Montag, 7. März 2011

Richter läuten Kehrtwende ein

Richter läuten Kehrtwende ein

Homöopathische Medikamente in einem Leuchtkasten


Weitere Entscheidungen – diesmal vom Bundesfinanzhof (BFH) – machen jetzt ebenfalls Furore (Az.VI R 17/09; VI R 16/09). „Die Richter läuteten einen Richtungswechsel ein und lockerten ihre nunmehr 30 Jahre alte strenge Rechtsprechung“, sagt Kauth. „Danach ist es nicht mehr zwingend notwendig, dass Krankheitskosten per Attest eines Amtsarztes oder des Medizinischen Dienstes einer Krankenkasse nachgewiesen werden, um als außergewöhnliche Belastungen anerkannt zu werden“, so Kauth.

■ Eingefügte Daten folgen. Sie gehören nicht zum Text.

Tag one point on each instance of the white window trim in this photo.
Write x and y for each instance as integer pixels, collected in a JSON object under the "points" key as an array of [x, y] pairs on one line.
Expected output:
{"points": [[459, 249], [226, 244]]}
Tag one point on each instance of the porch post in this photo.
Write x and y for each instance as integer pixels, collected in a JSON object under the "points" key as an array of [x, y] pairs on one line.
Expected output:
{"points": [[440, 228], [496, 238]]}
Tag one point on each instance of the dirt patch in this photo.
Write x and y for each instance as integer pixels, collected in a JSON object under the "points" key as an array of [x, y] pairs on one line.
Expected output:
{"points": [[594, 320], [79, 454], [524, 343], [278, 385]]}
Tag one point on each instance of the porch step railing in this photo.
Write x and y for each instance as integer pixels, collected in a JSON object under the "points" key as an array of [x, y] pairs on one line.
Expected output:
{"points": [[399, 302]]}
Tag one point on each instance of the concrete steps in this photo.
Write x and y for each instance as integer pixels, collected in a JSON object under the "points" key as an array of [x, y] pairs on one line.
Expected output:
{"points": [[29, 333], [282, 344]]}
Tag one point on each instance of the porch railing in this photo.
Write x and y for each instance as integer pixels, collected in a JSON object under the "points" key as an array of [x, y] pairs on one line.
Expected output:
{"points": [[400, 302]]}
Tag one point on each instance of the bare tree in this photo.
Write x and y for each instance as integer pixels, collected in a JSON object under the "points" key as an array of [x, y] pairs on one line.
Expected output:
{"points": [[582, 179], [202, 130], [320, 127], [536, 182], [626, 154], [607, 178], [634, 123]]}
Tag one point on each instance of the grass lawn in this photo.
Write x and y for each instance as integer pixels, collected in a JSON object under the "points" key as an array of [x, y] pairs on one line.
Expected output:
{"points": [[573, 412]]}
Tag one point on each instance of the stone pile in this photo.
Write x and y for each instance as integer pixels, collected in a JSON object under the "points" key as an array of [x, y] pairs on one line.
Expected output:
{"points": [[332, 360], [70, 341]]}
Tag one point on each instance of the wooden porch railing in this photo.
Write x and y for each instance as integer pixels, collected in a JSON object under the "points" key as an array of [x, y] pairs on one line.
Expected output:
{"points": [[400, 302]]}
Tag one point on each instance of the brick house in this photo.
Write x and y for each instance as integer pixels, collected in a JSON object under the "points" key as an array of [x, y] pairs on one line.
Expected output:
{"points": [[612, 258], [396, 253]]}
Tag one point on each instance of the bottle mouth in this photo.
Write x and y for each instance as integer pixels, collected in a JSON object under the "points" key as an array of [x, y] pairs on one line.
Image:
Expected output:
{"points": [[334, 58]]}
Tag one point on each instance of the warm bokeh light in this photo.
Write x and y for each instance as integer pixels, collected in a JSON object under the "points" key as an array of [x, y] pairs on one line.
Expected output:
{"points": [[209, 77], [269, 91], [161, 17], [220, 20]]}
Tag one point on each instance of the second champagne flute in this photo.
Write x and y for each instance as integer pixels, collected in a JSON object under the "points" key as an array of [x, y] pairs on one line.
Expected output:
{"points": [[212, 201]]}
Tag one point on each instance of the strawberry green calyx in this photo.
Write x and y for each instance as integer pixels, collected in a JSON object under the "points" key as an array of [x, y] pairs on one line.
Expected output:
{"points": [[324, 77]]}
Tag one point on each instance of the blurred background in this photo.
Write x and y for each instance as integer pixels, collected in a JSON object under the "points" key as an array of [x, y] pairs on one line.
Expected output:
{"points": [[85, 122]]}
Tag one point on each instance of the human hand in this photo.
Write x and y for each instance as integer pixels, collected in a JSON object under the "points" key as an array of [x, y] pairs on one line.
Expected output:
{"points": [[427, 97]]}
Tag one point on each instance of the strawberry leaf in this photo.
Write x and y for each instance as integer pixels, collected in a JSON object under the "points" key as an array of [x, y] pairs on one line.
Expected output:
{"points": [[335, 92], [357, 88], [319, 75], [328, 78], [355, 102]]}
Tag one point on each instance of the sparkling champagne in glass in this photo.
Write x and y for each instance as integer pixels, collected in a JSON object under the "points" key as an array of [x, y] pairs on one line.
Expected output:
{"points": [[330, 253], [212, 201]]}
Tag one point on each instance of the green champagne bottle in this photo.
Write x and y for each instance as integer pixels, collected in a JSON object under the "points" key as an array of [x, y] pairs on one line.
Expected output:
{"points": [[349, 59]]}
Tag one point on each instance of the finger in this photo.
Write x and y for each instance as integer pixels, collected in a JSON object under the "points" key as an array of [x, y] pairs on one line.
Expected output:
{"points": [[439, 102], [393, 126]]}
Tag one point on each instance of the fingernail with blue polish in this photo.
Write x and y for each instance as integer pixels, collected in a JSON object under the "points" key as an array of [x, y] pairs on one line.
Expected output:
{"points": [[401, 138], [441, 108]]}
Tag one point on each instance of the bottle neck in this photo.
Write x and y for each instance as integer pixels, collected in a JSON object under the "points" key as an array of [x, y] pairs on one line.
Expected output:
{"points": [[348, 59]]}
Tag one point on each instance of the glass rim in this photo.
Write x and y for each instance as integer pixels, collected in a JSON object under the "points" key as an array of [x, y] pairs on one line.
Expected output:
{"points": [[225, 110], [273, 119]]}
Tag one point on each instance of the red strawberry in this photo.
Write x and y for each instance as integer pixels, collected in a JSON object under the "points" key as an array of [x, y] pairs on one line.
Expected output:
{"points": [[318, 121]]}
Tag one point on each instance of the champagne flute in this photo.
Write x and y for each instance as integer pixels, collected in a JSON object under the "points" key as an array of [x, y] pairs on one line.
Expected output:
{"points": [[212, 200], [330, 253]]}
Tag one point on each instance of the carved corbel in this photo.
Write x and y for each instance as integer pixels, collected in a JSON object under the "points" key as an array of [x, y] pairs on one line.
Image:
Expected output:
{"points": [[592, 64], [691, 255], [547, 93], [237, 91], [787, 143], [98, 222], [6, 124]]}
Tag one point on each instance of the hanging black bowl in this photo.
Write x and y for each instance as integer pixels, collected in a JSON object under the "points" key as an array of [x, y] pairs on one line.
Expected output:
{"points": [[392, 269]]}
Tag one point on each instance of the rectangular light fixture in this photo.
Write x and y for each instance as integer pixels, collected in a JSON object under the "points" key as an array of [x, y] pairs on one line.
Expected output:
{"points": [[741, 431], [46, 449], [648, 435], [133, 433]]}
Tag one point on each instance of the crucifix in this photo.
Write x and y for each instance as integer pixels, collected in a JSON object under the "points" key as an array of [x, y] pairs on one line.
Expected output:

Es genügt ein einfaches Attest anderer Mediziner – zum Beispiel ein Nachweis des behandelnden Facharztes oder Hausarztes. Diese dürfen jetzt auch beurteilen, ob eine Krankheit eine bestimmte Maßnahme oder Therapie erfordert. Darüber hinaus ist es nicht mehr erforderlich, dass ein Attest vor der Maßnahme vorliegt. „Das kann auch später nachgereicht werden“, so Kauth. Damit sind die Hürden deutlich niedriger geworden, Krankheitskosten als außergewöhnliche Belastungen geltend zu machen.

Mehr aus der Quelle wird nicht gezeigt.